The fire marshal's office does not review or enact building or fire code. But Ostroskey said his office is reviewing existing code with the state Board of Building Regulations and Standards, which oversees the Massachusetts building code, and the Board of Fire Prevention Regulations, which oversees the fire code.
"I think we have to take a look at the fires, the causes of these fires, and the significance of them with respect to the codes and how they work," he said.
Those buildings were not completed and inspected at the time of the fires. In Dorchester, the walls were up, but the sprinklers were off. In Waltham, parts of the complex were still open and without sprinkler systems.
The cause of the Weymouth fire is still under investigation, but the building was in various stages of completion.
None of the buildings were occupied at the times of the fires. No one was injured in Weymouth, and firefighters suffered minor injuries in Waltham and Dorchester.
Boston Fire Commissioner Joseph E. Finn and Inspectional Services Commissioner William Christopher in July announced that they would review the city’s regulations.
"During construction, when the building is the most vulnerable, is where Joe and our teams are going to look together for things we can improve so this situation doesn't repeat itself," Christopher said then.
The NBC Boston Investigators began digging into wood frame construction after the June Dorchester fire.
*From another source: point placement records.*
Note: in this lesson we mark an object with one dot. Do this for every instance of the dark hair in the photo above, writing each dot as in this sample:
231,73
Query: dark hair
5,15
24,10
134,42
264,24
Many wood frame buildings, including the one in Dorchester, use lightweight engineered wood, which is comprised of pressed wood chips to form either a solid beam or an I-beam. Those materials are used in floor and ceiling systems to allow for larger rooms and higher ceilings.
Finn said that while the Ashmont building still smoldered behind him in June, the I-beams in the ceiling of the building began to fail shortly after his crews arrived. He immediately called them off the roof as machinery and equipment began to fall through.
"Lightweight construction has some hazards to firefighters," Ostroskey said Thursday. "Certainly they're sound practice prior to introducing a fire to the building, but those components will change the way the tactics and strategies the fire departments use."
According to studies and fire and construction experts, the I-beams in particular can fail quickly if the pressed wood chips in the middle burn, meaning people and objects can fall through floors.
But officials and experts emphasized that once the drywall is up, and smoke detectors and sprinkler systems are operational, the risks associated with those materials, and wood materials in general, drop significantly.
"Once these buildings are constructed and are in operation, they are fully closed and have working systems, they are safe buildings to occupy," Ostroskey said.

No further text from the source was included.